Kirchenprojekt verändert russische Behindertenpolitik - Erstmals staatliche Gelder für die einzige Behindertenwerkstatt Russlands - (epd-Gespräch)
Am 8. April 2010 veröffentlichte der Evangelische Pressedienst (West) den folgenden Interview-Bericht.
Duisburg/Pskow (epd). Nach zwölf Jahren Aufbauarbeit wird die einzige Behindertenwerkstatt Russlands in der Stadt Pskow, bislang ausschließlich von deutschen Geldern finanziert, erstmals vom russischen Staat finanziell gefördert. "Wir haben für die russischen Menschen mit geistigen Behinderungen einen entscheidenden Durchbruch erzielt", sagte Dieter Bach, Geschäftsführer der Initiative Pskow, am Donnerstag im epd-Gespräch. Der letzte Bauabschnitt der Werkstatt, für den eine Million Euro Kosten veranschlagt sind, werde zur Hälfte von der zuständigen Verwaltungseinheit, dem Oblast Pskow gefördert.

 

Der Generalgouverneur des Oblast Pskow, Andrei Turtschak, habe nach einem Besuch der Werkstatt vom "Wunder von Pskow" gesprochen, berichtete Bach, früherer Leiter der Evangelischen Akademie Mülheim. Dass geistig Behinderte auch lernen, arbeiten und sich am Wirtschaftsleben beteiligen können, sei für viele Menschen in Russland absolut neu. Bislang würden nahezu alle "Nichtleistungsträger" in abgeschotteten Heimen, den so genannten psychiatrische Anstalten, weitab von allen Städten untergebracht. Es seien "Verwahranstalten, in denen Behinderte anregungslos dahinvegetieren", kritisierte Bach.

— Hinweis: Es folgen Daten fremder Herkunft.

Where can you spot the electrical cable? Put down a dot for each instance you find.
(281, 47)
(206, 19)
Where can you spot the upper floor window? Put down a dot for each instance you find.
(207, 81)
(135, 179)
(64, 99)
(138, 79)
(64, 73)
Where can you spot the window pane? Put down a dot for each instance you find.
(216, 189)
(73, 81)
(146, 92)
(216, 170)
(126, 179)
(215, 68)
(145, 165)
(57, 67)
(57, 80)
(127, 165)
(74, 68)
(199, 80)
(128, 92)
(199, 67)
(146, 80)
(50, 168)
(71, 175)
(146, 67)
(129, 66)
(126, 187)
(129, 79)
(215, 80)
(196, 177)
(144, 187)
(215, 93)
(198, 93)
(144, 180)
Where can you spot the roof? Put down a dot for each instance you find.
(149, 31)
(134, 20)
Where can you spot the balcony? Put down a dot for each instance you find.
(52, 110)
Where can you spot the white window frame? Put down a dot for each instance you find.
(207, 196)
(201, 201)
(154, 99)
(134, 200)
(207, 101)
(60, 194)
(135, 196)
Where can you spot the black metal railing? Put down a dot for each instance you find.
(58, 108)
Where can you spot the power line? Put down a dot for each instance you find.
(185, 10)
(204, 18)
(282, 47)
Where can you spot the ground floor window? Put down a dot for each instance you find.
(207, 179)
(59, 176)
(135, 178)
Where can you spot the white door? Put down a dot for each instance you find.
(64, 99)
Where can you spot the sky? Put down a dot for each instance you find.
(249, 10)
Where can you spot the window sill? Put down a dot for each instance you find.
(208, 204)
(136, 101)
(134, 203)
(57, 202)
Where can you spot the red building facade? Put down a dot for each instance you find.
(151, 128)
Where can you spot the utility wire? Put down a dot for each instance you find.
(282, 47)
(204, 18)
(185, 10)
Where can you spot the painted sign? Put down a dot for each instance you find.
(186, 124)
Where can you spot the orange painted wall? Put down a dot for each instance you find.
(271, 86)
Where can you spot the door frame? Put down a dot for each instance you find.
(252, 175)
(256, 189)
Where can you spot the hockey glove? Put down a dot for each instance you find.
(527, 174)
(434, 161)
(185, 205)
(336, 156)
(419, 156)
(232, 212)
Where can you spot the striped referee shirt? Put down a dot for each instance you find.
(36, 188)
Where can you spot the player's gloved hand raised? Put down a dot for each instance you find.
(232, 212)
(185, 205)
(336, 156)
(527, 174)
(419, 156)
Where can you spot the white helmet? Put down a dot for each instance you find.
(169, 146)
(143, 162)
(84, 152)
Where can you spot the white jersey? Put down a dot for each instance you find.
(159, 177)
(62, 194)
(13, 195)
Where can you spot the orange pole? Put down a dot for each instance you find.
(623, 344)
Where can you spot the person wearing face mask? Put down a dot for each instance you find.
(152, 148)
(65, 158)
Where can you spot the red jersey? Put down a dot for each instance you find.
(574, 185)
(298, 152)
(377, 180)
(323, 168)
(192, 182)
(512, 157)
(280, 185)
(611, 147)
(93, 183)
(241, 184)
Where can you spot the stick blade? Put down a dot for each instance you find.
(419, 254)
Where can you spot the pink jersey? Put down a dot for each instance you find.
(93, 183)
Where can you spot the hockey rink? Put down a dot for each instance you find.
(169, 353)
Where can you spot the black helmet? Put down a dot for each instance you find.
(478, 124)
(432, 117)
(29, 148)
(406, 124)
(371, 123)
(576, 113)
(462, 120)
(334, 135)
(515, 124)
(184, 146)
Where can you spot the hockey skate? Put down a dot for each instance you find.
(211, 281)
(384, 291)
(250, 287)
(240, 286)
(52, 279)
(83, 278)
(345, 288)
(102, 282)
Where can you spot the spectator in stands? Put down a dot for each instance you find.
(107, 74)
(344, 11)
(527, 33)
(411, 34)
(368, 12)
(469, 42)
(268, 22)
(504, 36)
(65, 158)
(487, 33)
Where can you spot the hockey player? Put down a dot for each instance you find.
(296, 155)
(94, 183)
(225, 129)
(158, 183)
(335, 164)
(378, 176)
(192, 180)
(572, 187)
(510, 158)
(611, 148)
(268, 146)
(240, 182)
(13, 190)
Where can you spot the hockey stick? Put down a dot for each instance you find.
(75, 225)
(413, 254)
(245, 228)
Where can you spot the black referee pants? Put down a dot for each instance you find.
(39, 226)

Der Oblast Pskow und der zuständige Generalgouverneur setzten sich bei der Regierung in Moskau dafür ein, die Behindertenwerkstatt Pskow als Modell für die russische Förderation zu empfehlen, sagte Bach weiter. Gelinge das, dann werde das Pionierprojekt beispielgebend für ganz Russland. "Ich bin überzeugt davon, dass es in zehn Jahren mindestens zehn solcher Werkstätten in Russland geben wird", sagte Bach, der für seine langjährige deutsch-russische Aussöhnungsarbeit mit dem Bundesverdienstkreuz ausgezeichnet wurde.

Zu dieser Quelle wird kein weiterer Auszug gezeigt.